すべて国民は、個人として尊重される。 生命、自由及び幸福追求に対する国民の権 利については、公共の福祉に反しない限り、立法その他の国政の上で、最大の尊重を必要 とする。

 自己への認識はともかく結婚する/しない、子供を作る/作らないは個人の自由であり、尊重されるべき選択であり、他人の決定に口出しする権利は誰にも無い。優生保護法を復活させるべきと言う人間たちはこの辺りを弁えていない。「子供を作ることが自分にとっての幸せである」と思うのなら誰しもその権利が保障されるべき、その選択を尊重されるべきだ。

 人間はこの話題に限らず押し付けられたものは嫌いになる。宗教二世の問題にせよ勉強にせよ何にせよ、強制されると人は反発する。自分で自覚している欠点であっても他人に言われるとムッとする一因もそれである。自分で自分を貶めるのは問題なくとも他人から「劣っている」と評される、価値基準を押し付けられるのは嫌なのだ。

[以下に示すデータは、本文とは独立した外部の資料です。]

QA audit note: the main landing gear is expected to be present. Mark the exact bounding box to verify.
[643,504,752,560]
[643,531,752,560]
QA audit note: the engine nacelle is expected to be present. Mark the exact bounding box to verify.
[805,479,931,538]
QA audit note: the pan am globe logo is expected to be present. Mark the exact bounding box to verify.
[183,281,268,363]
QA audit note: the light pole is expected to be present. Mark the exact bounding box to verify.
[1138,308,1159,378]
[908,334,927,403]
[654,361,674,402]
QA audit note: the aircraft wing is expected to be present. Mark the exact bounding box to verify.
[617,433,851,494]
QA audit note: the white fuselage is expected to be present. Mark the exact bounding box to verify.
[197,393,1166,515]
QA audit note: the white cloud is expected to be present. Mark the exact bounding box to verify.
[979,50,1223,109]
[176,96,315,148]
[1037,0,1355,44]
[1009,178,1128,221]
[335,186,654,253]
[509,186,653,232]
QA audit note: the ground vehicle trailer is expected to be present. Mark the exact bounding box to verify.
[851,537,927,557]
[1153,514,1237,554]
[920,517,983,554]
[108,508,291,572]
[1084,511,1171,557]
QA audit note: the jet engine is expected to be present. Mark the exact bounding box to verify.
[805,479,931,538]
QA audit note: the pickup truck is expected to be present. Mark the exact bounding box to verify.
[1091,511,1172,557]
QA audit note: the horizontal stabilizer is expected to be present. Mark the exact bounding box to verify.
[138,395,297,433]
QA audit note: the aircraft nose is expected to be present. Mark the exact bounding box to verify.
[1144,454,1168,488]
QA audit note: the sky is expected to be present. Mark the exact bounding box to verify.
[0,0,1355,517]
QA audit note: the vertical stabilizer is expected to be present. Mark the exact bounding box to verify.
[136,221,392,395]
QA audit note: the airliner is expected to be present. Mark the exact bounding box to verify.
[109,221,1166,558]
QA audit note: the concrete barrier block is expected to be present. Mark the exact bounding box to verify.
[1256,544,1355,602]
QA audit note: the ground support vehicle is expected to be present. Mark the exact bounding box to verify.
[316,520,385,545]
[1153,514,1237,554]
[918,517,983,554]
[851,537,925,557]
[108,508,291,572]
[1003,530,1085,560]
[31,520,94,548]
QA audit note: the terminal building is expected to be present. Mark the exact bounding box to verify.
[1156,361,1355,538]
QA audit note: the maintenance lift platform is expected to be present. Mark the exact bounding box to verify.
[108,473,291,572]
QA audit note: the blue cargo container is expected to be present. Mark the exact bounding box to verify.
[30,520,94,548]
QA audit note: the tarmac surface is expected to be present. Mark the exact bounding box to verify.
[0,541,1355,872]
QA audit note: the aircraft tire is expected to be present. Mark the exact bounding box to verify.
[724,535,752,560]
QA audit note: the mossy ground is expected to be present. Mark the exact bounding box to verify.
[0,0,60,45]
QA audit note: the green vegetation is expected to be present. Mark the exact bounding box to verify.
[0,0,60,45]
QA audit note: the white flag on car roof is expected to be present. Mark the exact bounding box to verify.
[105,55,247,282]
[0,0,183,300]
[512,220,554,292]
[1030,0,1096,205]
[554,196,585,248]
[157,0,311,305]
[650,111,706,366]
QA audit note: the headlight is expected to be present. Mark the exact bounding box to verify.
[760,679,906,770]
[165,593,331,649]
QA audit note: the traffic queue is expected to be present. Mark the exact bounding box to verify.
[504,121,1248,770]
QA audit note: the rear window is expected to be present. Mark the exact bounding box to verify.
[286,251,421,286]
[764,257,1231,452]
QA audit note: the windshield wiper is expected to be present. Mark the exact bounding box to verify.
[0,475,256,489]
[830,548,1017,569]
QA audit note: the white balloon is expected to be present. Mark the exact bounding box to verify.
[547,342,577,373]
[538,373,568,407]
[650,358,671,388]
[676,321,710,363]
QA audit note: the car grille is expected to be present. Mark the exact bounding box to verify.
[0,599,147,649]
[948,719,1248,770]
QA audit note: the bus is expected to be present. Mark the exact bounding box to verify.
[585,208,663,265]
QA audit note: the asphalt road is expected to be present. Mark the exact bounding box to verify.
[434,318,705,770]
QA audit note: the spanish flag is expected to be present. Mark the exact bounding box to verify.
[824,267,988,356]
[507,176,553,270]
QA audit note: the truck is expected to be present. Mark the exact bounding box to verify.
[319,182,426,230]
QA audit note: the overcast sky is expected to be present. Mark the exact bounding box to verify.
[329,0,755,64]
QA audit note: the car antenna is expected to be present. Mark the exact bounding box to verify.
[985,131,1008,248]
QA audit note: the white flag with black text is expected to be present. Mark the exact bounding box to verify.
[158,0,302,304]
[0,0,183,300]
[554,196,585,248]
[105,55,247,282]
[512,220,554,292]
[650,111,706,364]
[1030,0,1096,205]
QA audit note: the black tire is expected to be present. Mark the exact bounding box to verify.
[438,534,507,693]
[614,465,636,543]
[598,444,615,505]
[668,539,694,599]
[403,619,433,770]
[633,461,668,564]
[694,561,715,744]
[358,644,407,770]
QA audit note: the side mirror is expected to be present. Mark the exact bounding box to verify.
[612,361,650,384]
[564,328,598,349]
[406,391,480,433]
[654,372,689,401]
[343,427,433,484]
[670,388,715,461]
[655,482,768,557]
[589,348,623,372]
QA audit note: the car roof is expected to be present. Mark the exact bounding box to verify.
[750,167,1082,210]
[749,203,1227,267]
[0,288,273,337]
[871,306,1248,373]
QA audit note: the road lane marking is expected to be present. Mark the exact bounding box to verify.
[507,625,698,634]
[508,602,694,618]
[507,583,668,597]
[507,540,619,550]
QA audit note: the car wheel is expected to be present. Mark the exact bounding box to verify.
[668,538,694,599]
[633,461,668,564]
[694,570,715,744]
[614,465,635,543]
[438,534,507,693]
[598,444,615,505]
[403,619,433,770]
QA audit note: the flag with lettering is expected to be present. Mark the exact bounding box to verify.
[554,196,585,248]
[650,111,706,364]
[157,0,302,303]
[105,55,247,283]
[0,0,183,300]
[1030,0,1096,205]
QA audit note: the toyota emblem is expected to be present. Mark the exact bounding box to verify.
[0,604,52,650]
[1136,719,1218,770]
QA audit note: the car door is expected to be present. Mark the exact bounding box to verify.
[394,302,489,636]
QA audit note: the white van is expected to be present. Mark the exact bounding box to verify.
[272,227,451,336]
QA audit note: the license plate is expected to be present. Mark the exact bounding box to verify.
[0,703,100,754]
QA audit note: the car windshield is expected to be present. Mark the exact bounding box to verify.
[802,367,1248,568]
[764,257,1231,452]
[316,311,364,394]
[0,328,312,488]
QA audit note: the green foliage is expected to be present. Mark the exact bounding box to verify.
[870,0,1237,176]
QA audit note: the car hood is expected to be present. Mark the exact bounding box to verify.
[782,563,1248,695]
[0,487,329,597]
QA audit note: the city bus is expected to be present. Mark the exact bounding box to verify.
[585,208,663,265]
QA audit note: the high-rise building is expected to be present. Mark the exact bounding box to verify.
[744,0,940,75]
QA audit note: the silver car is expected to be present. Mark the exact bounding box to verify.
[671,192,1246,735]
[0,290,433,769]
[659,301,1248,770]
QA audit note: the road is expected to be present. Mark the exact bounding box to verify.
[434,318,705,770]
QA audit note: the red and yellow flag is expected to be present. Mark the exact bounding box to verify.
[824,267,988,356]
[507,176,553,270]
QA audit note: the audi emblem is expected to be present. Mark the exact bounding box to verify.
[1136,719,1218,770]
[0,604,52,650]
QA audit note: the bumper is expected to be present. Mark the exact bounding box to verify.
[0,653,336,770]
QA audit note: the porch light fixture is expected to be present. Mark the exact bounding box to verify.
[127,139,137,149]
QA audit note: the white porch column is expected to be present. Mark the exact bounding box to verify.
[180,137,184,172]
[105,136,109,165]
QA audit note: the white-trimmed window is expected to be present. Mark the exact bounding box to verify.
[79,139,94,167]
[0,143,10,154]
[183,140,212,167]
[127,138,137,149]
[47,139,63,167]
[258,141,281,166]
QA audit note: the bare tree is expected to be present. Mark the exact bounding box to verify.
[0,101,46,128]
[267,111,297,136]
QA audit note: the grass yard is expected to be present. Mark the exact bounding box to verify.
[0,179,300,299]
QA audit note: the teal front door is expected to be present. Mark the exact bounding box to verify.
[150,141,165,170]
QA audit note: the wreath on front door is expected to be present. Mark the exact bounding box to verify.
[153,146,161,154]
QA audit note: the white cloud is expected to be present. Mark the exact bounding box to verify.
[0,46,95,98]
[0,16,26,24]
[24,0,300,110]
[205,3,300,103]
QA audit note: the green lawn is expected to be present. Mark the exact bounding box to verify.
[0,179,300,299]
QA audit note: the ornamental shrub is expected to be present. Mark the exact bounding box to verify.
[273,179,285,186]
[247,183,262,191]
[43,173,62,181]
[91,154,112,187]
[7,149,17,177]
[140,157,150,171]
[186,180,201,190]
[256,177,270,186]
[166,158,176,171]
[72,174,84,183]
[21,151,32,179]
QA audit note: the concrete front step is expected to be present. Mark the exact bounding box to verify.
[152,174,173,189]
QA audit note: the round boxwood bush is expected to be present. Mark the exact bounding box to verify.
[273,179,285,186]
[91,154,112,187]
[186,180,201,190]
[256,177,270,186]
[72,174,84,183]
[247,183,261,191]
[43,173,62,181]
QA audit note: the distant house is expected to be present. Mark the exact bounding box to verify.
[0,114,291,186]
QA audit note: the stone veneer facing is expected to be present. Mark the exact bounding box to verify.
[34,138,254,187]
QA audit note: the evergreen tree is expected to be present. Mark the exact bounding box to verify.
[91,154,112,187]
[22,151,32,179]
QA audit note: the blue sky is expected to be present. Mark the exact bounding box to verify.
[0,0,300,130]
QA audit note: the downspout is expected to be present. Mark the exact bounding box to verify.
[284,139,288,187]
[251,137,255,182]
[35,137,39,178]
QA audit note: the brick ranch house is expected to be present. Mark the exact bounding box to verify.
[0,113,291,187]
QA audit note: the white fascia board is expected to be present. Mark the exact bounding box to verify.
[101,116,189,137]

 優生思想肯定の人間の中には「自分は優れた人間だから」と思っているのもいるようだが極端な話、日本社会の中だとかそんな話ではなく「白人以外は劣った人種なので全員死ね」と言われたら納得できるのだろうか。私は出来ないしするべきでも無いと思う。安直な優生思想の肯定は悪である。

余談:生きる上での価値観

 私自身は自分が「普通の人」ルートの中で生きるには無価値過ぎることを理解し自覚している。そこから生じる自己否定もストレスもある。実際そのストレスがいかんともし難いことも身をもって理解している。しかしそれを他者や社会全体に転移しない/したくないと感じるのは、同時に他者の価値観を尊重したいとも思っているからだ。私と同様の劣った人間でも私と同じ価値観を持っているとは限らない。ひょっとしたら結婚や子育てを望むかも知れない。私はその選択を尊重する、というか口出しする権利が無い。

 また、人間社会にとけ込んで享受できるものは享受しながら実質的に人として生きること捨て、一歩退いた視点から人間社会を見つめることで何とか自己否定から来るストレスを受け流そうとしている。人間社会に生きようとするから「普通の人」たり得ないことにストレスを感じるのであって、そう生きようとすることを試みること自体を辞めてしまえば何という事は無い。そこに未練が無いと言えば嘘になるが、出来ないものは仕方がない。

 SNSで病んでいる連中、生きている意味だの生きる価値だの下らん。「生きたいから生きる」で十分だ。